WCDO-FM
- Sidney, New York; United States;
- Frequency: 100.9 MHz
- Branding: FM 101 (Sidney) /92.3 (Norwich)/ AM 1490

Programming
- Format: Adult contemporary
- Affiliations: Compass Media Networks United Stations Radio Networks Westwood One

Ownership
- Owner: Dave Mance; (CDO Broadcasting Inc.);
- Sister stations: WCDO (AM)

History
- First air date: May 8, 1982
- Call sign meaning: Chenango, Delaware, Otsego

Technical information
- Licensing authority: FCC
- Facility ID: 9686
- Class: A
- ERP: 1,900 watts
- HAAT: 176 meters (577 ft)
- Transmitter coordinates: 42°17′33″N 75°22′03″W﻿ / ﻿42.29250°N 75.36750°W

Links
- Public license information: Public file; LMS;
- Webcast: Listen Live
- Website: wcdoonline.com

= WCDO-FM =

WCDO-FM (100.9 MHz) is a news and information/adult contemporary radio station in Chenango, Delaware, and Otsego Counties (plus portions of Broome County) in Upstate New York.
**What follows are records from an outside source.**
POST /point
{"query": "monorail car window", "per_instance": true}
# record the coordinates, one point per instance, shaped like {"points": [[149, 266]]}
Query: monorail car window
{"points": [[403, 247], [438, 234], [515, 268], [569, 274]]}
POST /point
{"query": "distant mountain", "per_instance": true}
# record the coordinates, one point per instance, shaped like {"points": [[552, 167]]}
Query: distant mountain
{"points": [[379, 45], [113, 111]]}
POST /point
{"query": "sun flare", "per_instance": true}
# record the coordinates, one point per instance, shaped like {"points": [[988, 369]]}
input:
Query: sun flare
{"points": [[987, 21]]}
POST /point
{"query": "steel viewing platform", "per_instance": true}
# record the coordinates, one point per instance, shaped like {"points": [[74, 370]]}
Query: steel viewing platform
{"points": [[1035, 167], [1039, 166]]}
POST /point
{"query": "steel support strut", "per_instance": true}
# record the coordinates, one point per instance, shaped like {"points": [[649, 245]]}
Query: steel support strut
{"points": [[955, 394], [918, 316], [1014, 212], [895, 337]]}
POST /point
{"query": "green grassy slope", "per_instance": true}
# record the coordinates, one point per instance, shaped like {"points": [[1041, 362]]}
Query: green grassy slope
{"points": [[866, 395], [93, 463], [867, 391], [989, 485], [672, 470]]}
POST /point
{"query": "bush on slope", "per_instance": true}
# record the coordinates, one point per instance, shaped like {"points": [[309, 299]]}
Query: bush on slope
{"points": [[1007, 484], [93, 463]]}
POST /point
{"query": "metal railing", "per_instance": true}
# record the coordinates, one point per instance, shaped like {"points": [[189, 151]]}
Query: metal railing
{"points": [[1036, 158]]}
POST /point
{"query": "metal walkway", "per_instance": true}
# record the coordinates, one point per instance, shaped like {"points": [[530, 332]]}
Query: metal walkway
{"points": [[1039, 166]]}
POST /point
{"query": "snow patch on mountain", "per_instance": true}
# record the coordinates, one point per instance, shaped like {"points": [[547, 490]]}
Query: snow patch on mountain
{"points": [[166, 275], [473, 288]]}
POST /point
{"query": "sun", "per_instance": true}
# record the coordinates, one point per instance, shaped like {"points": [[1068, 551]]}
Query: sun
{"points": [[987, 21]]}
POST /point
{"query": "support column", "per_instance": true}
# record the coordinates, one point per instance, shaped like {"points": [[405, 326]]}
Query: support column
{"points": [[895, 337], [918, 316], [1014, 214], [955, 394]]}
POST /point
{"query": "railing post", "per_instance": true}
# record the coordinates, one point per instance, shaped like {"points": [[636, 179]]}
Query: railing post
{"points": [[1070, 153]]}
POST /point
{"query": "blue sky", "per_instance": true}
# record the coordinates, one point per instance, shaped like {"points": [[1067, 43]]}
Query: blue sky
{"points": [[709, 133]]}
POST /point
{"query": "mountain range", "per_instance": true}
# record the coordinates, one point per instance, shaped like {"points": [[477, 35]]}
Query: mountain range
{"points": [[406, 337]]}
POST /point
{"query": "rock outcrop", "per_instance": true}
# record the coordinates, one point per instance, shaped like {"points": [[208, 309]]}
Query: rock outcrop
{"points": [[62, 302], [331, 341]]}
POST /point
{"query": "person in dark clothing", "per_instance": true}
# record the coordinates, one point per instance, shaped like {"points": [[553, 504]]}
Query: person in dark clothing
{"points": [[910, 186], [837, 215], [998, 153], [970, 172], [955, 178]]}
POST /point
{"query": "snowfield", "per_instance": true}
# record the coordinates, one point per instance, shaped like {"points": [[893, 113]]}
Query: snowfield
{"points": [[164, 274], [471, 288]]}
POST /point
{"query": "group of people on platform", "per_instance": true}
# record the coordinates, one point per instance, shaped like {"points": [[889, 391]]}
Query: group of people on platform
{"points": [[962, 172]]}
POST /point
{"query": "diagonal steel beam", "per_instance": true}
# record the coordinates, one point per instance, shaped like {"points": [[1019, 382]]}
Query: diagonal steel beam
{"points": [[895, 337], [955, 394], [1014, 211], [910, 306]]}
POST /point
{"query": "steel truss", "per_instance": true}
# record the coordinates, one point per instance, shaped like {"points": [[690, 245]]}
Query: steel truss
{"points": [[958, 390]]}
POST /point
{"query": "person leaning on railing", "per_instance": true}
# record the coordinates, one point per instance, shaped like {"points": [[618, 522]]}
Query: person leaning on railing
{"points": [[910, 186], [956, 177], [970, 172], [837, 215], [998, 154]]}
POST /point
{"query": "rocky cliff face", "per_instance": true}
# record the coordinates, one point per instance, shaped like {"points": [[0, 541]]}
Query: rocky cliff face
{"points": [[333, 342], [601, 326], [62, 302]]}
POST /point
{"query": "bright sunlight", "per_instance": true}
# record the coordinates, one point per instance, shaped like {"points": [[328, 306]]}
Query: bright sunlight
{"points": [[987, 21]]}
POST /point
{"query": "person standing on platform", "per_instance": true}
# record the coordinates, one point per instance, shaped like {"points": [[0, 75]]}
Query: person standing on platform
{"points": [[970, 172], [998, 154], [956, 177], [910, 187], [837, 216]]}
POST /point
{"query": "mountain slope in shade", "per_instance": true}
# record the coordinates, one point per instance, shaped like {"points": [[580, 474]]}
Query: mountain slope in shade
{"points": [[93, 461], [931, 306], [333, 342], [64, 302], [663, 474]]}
The station simulcasts its sister station WCDO (1490 AM) and 92.3 FM in Norwich.

WCDO's adult contemporary format includes adult hits and plays songs from the 1970s to the present. WCDO also claims to be the local news leader with local news 12 times each weekday. Local sports coverage is also provided covering high school football and basketball for five school districts: Afton, Bainbridge-Guilford, Harpursville, Sidney, and Unatego.